На плечо легла твёрдая мужская рука.
— Сможешь удержаться в седле? Ну, после...
— У меня есть выбор? — усмешка вышла горькой, — Лингвар, что с ней станет?
Она не могла не заметить сомнения, которое тенью промелькнуло на лице мужчины.
— Нория, твоя дочь... понимаешь, какой силой она наделена?
— Смутно, — она затянула последний ремень, — но ведь всё это... должно было достаться мальчику?
— Да, — Лингвар утвердительно кивнул, — но то, что они собираются сделать... Это бесчеловечно.
— И поэтому ты решился на предательство? — зелёные глаза неотрывно смотрели на него.

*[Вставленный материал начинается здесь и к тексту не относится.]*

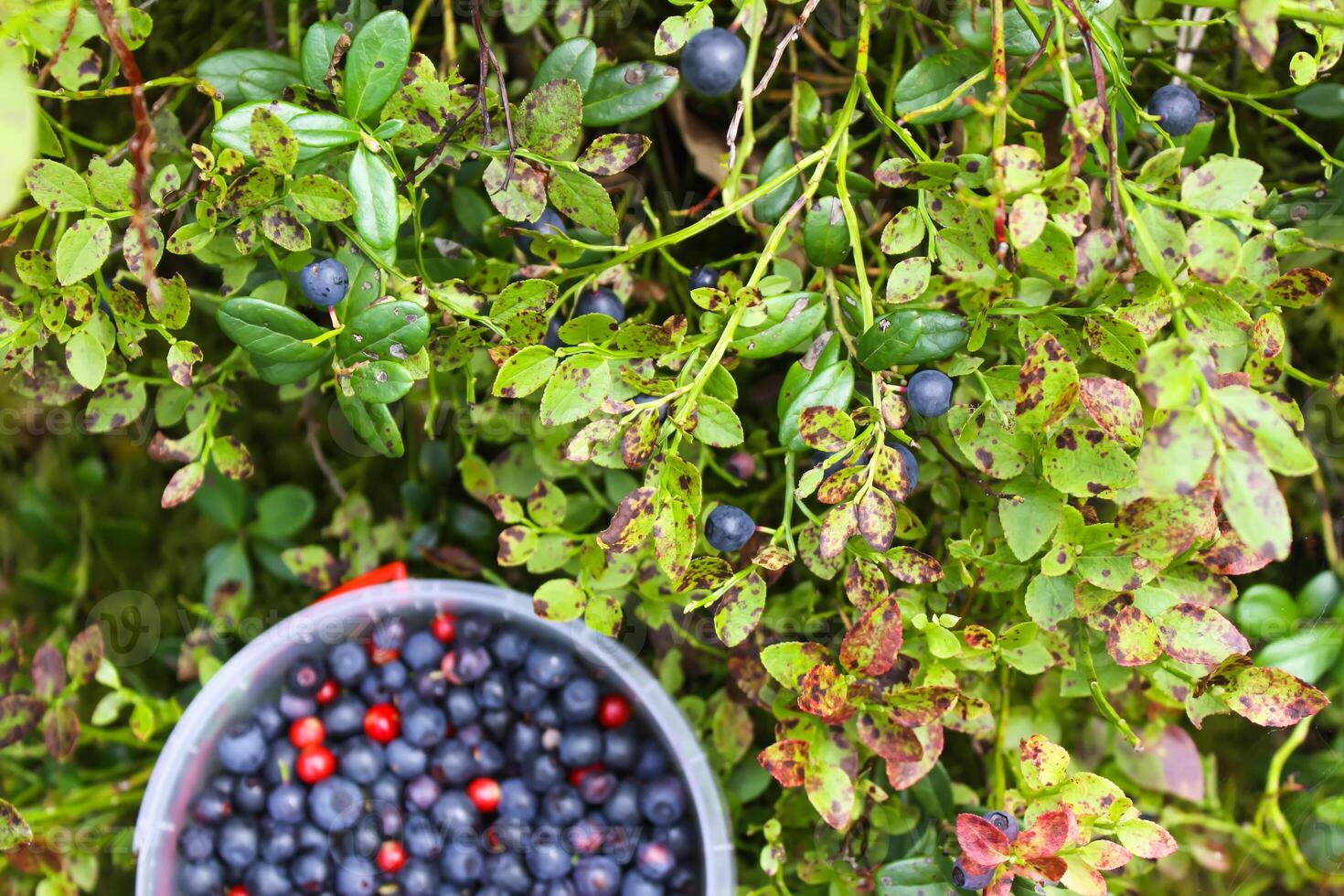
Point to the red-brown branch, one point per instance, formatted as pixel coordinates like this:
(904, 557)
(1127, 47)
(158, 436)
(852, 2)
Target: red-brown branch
(142, 143)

— Твоей дочери пока нет места в этом мире, — последний вопрос был проигнорирован, — пока сила живёт в девочке, найти её ничего не стоит. А поиски будут очень тщательными.
— Ты хочешь сказать...
— Моих сил хватит открыть портал. А дальше нам придётся надеяться только на чудо.

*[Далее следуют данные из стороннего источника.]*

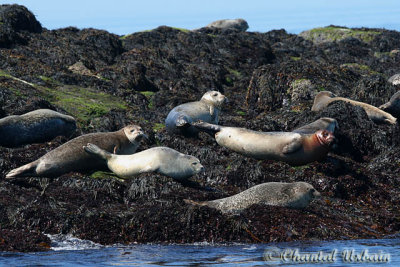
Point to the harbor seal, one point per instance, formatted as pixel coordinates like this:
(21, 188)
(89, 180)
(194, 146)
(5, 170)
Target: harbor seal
(323, 99)
(395, 79)
(393, 106)
(71, 157)
(293, 148)
(163, 160)
(35, 127)
(238, 24)
(324, 123)
(297, 195)
(180, 118)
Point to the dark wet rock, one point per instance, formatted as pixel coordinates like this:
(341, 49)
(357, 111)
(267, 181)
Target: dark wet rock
(19, 18)
(15, 20)
(270, 79)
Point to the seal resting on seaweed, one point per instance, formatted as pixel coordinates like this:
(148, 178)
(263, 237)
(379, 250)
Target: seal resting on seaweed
(181, 117)
(163, 160)
(324, 123)
(292, 148)
(323, 99)
(71, 157)
(297, 195)
(37, 126)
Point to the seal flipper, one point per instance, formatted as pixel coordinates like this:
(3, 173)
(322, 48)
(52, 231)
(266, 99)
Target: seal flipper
(209, 128)
(294, 145)
(23, 171)
(97, 151)
(182, 122)
(196, 203)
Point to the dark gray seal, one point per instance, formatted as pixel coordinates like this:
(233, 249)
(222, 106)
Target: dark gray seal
(163, 160)
(238, 24)
(393, 106)
(395, 79)
(180, 118)
(38, 126)
(71, 157)
(296, 195)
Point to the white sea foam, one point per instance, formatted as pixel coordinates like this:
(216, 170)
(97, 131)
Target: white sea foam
(68, 242)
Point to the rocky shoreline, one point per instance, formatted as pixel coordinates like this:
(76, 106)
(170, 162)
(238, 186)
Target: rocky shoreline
(107, 81)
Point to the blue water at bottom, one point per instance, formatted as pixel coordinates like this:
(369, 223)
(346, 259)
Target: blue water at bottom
(69, 251)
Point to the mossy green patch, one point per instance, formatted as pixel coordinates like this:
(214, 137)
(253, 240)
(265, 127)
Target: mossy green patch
(333, 34)
(5, 74)
(235, 73)
(181, 29)
(83, 103)
(241, 113)
(362, 68)
(149, 95)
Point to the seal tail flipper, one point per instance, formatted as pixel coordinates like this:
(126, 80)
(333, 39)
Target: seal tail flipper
(195, 203)
(384, 106)
(26, 170)
(209, 128)
(97, 151)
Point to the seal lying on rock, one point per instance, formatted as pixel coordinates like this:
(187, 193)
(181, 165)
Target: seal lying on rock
(163, 160)
(35, 127)
(292, 148)
(292, 195)
(325, 123)
(323, 99)
(238, 24)
(180, 118)
(71, 157)
(393, 106)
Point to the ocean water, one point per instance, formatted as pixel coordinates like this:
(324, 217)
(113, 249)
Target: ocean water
(70, 251)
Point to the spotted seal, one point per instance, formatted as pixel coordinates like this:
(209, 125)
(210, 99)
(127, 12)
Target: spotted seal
(71, 157)
(297, 195)
(324, 98)
(163, 160)
(292, 148)
(180, 118)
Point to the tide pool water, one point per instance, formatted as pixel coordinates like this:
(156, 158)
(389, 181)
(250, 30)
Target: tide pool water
(70, 251)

— Нет, — в глазах Нории снова застыли слёзы, — её может выбросить где угодно!
— Знаю. Но, в противном случае, она умрёт в ближайшие дни. Орден настроен серьёзно.
— Эта сила.... Как она проявится?
— Я смог её запечатать до поры до времени, но...
— Моя малышка... — она смахнула непрошенную влагу, — я могу отправиться с ней?
Лингвар сокрушённо покачал головой.
— Усыпление стражников забрало большую часть сил камня. Их должно хватить на создание портала. Но только для одного.
Новые слёзы прочертили две дорожки на красивом лице.
— Соберись, — пальцы мягко провели по мокрой щеке, — силы тебе понадобятся.
— Дай мне взглянуть на неё.
— Нория... Времени нет совсем.
— Одну минуту. Прошу тебя.
Адепт тяжело вздохнул, но, всё же, передал свёрток в руки матери.
Девочка не спала. Широко распахнутые глазёнки с несвойственным новорождённым любопытством изучали склонившееся над нею лицо.
— Какая она красивая, — снова слёзы, но на этот раз, с мягкой улыбкой, — и у неё мои глаза.
— Нория, нам надо торопиться.
— Айрин...
— Что? — он взглянул на неё с недоумением.
— Ты можешь сделать так, чтобы девочку, кто бы её ни нашёл, назвали Айрин?
— Я постараюсь, — он заставил себя улыбнуться, — выводи коней. Эта ночь будет длинной.
— Спасибо тебе.
— Пока рано благодарить. Мы должны сделать всё возможное для того, чтобы остаться в живых хотя бы до рассвета.
Она кивнула, с явным сожалением возвращая дочь.
— Айрин... — тихо прошептала Нория, когда они уже погрузились в сёдла, — прошу тебя... живи...
Глава 1.
— Оставь меня в покое!
Только благодаря стремительному рывку в сторону мне удалось увернуться от пролетевшей мимо и разбившейся о стену бутылки.
Дальше проще. Сжав в руке ставший привычным газовый баллончик, я одним движением обогнула уже успевшего с утра напиться до белой горячки отчима и, как можно громче хлопнув дверью, вынеслась в коридор.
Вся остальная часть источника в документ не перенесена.